Collection and Processing of Blood Samples

Blood samples from the KD group were collected before initiation of standard therapy from day-6 to day-10 (acute phase) and after standard therapy for 3–5 d and from day-10 to day-14 (subacute phase). Samples of venous blood (2 ml) after a morning fast were drawn and injected into sealed tubes coated with ethylenediamine tetra-acetic acid at 0.34 M ethylenediamine tetra-acetic acid per 4.5 ml of blood sample.

Blood samples were stored immediately at 4 °C to prevent complement degradation ex vivo. After centrifugation (3,000 rpm for 15 min at 4 °C), plasma was separated (200 μl/tube). Repeat freezing and thawing was avoided when testing. Samples were stored at −80 °C before use. Meanwhile, blood samples were collected for measurement of inflammatory markers such as CRP, total WBC count, and the ESR. Because of infusion of intravenous immunoglobulin in the acute phase, the globulin concentration in plasma increases, which leads to acceleration of the ESR. Hence, the ESR cannot accurately reflect acute-phase KD, so we did not meaure the ESR in the subacute phase. Blood samples of subjects in the healthy control group and febrile control group were collected as described above.

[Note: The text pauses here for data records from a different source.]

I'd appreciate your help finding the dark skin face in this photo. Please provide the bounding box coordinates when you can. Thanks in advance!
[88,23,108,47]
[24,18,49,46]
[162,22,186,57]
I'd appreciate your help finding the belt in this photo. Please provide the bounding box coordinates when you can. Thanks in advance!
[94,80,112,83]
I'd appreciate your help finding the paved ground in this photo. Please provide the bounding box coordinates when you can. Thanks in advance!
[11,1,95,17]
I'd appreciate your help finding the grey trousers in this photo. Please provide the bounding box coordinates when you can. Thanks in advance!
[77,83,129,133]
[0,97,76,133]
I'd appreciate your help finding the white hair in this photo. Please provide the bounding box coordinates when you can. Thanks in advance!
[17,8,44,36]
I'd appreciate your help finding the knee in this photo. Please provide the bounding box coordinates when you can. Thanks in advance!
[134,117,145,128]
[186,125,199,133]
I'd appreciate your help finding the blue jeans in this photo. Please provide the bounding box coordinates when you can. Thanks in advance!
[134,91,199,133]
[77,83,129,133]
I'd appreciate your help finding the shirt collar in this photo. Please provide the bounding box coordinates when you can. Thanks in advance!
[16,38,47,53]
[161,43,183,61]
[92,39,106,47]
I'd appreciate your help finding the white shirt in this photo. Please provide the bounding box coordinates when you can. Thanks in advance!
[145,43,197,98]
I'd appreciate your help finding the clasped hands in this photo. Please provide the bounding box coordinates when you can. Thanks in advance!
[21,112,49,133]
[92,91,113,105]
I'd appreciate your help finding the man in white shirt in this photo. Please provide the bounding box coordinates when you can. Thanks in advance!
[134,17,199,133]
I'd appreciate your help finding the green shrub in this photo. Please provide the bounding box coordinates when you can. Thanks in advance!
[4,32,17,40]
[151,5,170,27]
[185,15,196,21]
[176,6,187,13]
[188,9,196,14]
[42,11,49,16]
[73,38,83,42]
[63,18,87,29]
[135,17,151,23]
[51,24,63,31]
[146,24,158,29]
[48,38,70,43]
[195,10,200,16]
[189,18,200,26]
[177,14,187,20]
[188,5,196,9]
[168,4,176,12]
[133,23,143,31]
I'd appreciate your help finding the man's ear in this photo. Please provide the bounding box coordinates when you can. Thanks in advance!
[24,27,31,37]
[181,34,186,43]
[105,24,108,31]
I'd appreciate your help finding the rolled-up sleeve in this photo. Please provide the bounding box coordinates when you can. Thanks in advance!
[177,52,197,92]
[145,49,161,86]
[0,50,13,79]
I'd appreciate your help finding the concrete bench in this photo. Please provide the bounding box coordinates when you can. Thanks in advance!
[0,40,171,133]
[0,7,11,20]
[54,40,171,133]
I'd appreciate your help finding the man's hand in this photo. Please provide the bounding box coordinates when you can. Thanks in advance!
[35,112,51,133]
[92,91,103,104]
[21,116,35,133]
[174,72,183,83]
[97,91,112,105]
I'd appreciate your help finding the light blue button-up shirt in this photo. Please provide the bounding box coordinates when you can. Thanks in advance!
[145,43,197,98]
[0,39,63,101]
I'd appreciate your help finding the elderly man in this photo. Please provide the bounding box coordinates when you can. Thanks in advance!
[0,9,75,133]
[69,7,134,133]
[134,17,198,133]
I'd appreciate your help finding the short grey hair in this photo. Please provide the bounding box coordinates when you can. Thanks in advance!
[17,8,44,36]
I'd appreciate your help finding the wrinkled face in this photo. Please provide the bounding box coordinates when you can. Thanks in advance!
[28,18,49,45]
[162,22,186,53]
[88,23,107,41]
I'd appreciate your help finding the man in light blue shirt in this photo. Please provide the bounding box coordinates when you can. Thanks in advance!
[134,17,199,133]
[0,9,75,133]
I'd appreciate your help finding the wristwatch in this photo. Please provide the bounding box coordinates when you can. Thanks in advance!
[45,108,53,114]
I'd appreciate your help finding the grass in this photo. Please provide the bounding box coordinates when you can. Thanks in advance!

Measurement of Complement Components in Plasma

Plasma levels of C1q, C1q-circulating immune complex (C1q-CIC), MASP-1, factor B, C4d, C3d, C5a, C5b-9, and CD59 were measured using an enzyme-linked immunosorbent assay. Experiments were undertaken according manufacturer (USCN Life Science, Wuhan, China) instructions.

Statistical Analyses

Data analyses were undertaken using SAS v9.2 (SAS Institute, Cary, NC). Data for MASP-1, C5b-9, and C59 demonstrated non-normal distributions. They are expressed as median (four percentile interval, P75–P25) values and were analyzed by the rank-sum test. Other data had a normal distribution and are expressed as the mean ± SD and were assessed by one-way ANOVA and the least significant difference t-test. The Spearman correlation was used to measure the relationship between two non-normally distributed variables, or between one non-normally distributed variable and one normally distributed variable. The Pearson correlation was used to measure the relationship between two normally distributed variables. P < 0.05 was considered significant.

Statement of Financial Support

No financial assistance was received to support this study.

Disclosure

There are no any financial ties to products in the study or potential/perceived conflicts of interest.